Chicken Kabsa- 'Kabsa' is a middle eastern dish consisting of rice and chicken (or meat) the rice is basically cooked in the chicken broth, and as the chicken is cooked for a long time , it becomes really soft & tender. I remember when we were in Riyadh , My dad used to get kabsa rice atleast once a week , and my mum never made it at home, as it was easily available in almost every restaurant. Only after leaving Saudi my quest to make (&eat) really good kabsa started, I must say im still not there ( lol) ; There are many varieties of kabsa rice. But this recipe is what I stick to when I make it at home! Its a little spicier than the original version;but delicious.

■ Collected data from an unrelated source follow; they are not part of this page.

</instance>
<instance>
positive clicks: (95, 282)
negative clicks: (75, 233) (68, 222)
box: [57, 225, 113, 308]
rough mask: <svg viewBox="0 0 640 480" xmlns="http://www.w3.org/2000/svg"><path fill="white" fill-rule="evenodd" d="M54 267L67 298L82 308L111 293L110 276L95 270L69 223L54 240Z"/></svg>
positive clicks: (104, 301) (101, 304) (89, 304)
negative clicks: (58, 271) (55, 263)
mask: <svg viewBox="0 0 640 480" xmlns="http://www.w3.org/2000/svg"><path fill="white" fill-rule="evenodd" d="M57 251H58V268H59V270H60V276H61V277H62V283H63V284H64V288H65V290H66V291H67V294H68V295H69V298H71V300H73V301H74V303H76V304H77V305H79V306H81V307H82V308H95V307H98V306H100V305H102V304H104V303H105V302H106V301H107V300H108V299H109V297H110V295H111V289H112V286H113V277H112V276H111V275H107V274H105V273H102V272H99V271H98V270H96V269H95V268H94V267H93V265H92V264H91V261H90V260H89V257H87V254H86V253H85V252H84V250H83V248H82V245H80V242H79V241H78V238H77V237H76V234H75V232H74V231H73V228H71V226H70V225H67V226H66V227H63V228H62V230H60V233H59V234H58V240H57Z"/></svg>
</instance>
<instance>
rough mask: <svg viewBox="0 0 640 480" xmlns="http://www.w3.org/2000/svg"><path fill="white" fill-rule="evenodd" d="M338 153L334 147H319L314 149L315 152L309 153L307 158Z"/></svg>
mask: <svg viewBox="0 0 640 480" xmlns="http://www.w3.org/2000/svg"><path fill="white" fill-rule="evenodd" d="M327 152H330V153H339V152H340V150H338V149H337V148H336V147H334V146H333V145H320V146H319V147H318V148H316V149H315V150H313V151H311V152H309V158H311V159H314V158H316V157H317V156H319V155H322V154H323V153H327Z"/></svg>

Here goes delicious Chicken kabsa recipe!
Chicken Kabsa Serves - 4-5 Duration - 90 mins
Sella Basmati Rice - 5 cup
Chicken - 1 whole (Cut into 2 or 4 pieces with skin)
Onion (Sliced)- 3 medium
Tomatoes (Chopped) - 4 medium (finely chopped)
Tomato paste - 2 tbsp
Ginger garlic paste - 1/2 tsp
Garlic cloves - 8-10 (chopped)
Dried black lemon - 2
Bay leaves - 3
Pepper Corn - 1/tsp
Cardamom - 1/2 tsp
Cloves - 1/2 tsp
Cinnamon - 1 stick
Salt - 2 - 3 tsp (to taste)
Red Chilli Powder - 1 tsp
White pepper - 1/2 tsp
Ghee - 2 tbsp
Oil- 2 tbsp
Saffron - A pinch soaked in 1/2 cup warm milk
Raisins - handful (lightly fried)
Carrot - 1 (grated)
Kabsa ready made Spice Mix - 3- 4 tbsp (If you cant find the ready to use spices, use the recipe below:)
Ingredients for kabsa (Baharat) spice mix
Red chilli powder - 1/2 tsp
cloves- 1 tsp
cumin seeds - 1 & 1/2 tsp
black pepper - 1tsp
cardamom - 1/2 tsp
Nutmeg - small piece
turmeric powder - 1/2 tsp
Combine all the spices and grind them to a fine powder.
Wash the chicken and set aside.
Soak rice in water
Heat oil, add the ghee, once hot, add the sliced onions,when the onions turns transparent add the ginger garlic paste, saute for a minute, now add the chicken, once the chicken is browned on both sides.
Once the chicken turns brown, add the tomatoes and the tomato paste.
Add half amount of kabsa spices ( or 2 tbsp),
Add white pepper, red chilli powder(optional), salt and garlic.
Cook it till the tomatoes are tender and the oil separates.
Now add 6 glasses of water, add the bay leaves, black pepper corn, cloves, cardamom , cinnamon.
Crack the dried lemon and add it too.
let it cook on high flame, till the it starts to boil.
Now, close the lid, and reduce it to medium-low heat, let it cook for 45 minutes.
After that, remove the Chicken and keep aside, remove the dried lemon, cinnamon , bay leaves.
Now add the soaked rice to the chicken broth. close the lid and let it cook till very little water is left and the water level is same as rice, then add the grated carrot, fried raisins and the saffron in milk, cover with an aluminium foil and close the lid, keep this on dum for 15- 20 mins. (that is, place the cooking pot on an iron pan on low heat)
Now take a small bowl and add 1 tsp tandoori masala, with the remaining kabsa masala (1 tbsp), and rub it on the chicken (if you find the masala too dry on the chicken, you can add 1 tbsp of yogurt to it. but it will take longer to bake).
keep the chicken in the oven , till the chicken turns crispy and golden-brown.
Once the rice is cooked, place it on a big plate and place the chicken on top of it.